As his health deteriorated, his travels and appearances became less frequent. He has often been seen in a wheelchair in recent years and did not attend a ceremony to unveil a statue of him representing Brazil’s 1970 World Cup squad.

Pelé spent his 80th birthday in isolation with a few family members at a beach house.

Born Edson Arantes do Nascimento, in the small town of Tres Coracoes (State of Minas Gerais) on October 23, 1940, Pelé grew up shining shoes to buy his modest soccer equipment.

Pelé’s talent caught the eye at the age of 11; a local professional player then brought him into the Santos youth teams. It didn’t take long for him to join the senior team.

Despite his youth and 5-foot-8 height, he scored against grown men with the same ease he had against friends. He made his debut for the Brazilian club aged 16 in 1956, and the club quickly gained worldwide recognition.

The name Pelé comes from the fact that he mispronounced the name of a player called Bilé.

He went to the 1958 World Cup as a reserve but became a key player for his country’s championship team.

His first goal, coming from a lob to himself, over a defender, was voted one of the best in World Cup history.

The 1966 World Cup in England – won by the hosts – was bittersweet for Pelé, then already considered the best player in the world.
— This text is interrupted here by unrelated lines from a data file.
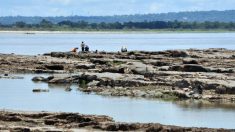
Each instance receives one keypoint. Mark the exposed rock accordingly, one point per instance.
(85, 66)
(177, 53)
(37, 90)
(190, 61)
(55, 67)
(39, 78)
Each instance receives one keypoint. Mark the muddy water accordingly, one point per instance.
(16, 94)
(32, 44)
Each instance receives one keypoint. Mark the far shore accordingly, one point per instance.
(115, 31)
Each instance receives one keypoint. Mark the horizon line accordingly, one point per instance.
(121, 14)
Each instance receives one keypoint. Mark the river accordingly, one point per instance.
(39, 43)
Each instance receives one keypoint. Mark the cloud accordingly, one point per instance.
(107, 7)
(64, 2)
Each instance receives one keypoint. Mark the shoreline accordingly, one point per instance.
(115, 32)
(173, 75)
(64, 121)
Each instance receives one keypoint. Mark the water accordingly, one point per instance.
(42, 43)
(18, 95)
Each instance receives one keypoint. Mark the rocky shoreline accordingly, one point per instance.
(67, 122)
(172, 75)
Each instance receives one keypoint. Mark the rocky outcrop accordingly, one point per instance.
(60, 122)
(155, 74)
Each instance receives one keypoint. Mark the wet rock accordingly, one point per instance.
(40, 90)
(182, 83)
(39, 78)
(139, 68)
(61, 79)
(177, 53)
(85, 66)
(190, 61)
(93, 83)
(54, 67)
(19, 129)
(194, 68)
Brazil were knocked out in the group stage and Pelé, angry at the rough treatment, swore it was his last World Cup.

He changed his mind and looked reinvigorated at the 1970 World Cup. In a game against England, he headed in a header that was sure to hit the mark, but goalkeeper Gordon Banks sent the ball over bar. Pele likened the save – one of the best in World Cup history – to a “salmon climbing a waterfall”. Later, he scored the opening goal in the final against Italy, his last World Cup game.

In all, Pelé made 114 appearances for Brazil, scoring a record 95 goals, 77 of them in official matches.

His stay with Santos spanned three decades until he went into semi-retirement after the 1972 season.

Wealthy European clubs tried to sign him, but the Brazilian government intervened to prevent him from being sold, declaring him a national treasure.

In 1975, he joined the New York Cosmos of the North American Soccer League. Although he is 34 years old and past his prime, Pelé has given soccer greater exposure in North America. He led Cosmos to the 1977 league title and scored 64 goals in three seasons.

Pelé ended his career on October 1, 1977, in an exhibition game between the Cosmos and the Santos in front of an estimated 77,000, in New Jersey. He played half the match with each club. Among the dignitaries present was Muhammad Ali – perhaps the only other athlete whose fame extended comparable.

Pelé would go through difficult times in his personal life, especially when his son Edinho was arrested on drug-related charges.

Pelé had two daughters out of wedlock and five children from his first two marriages, with Rosemeri dos Reis Cholbi and Assiria Seixas Lemos.

He then married businesswoman Marcia Cibele Aoki.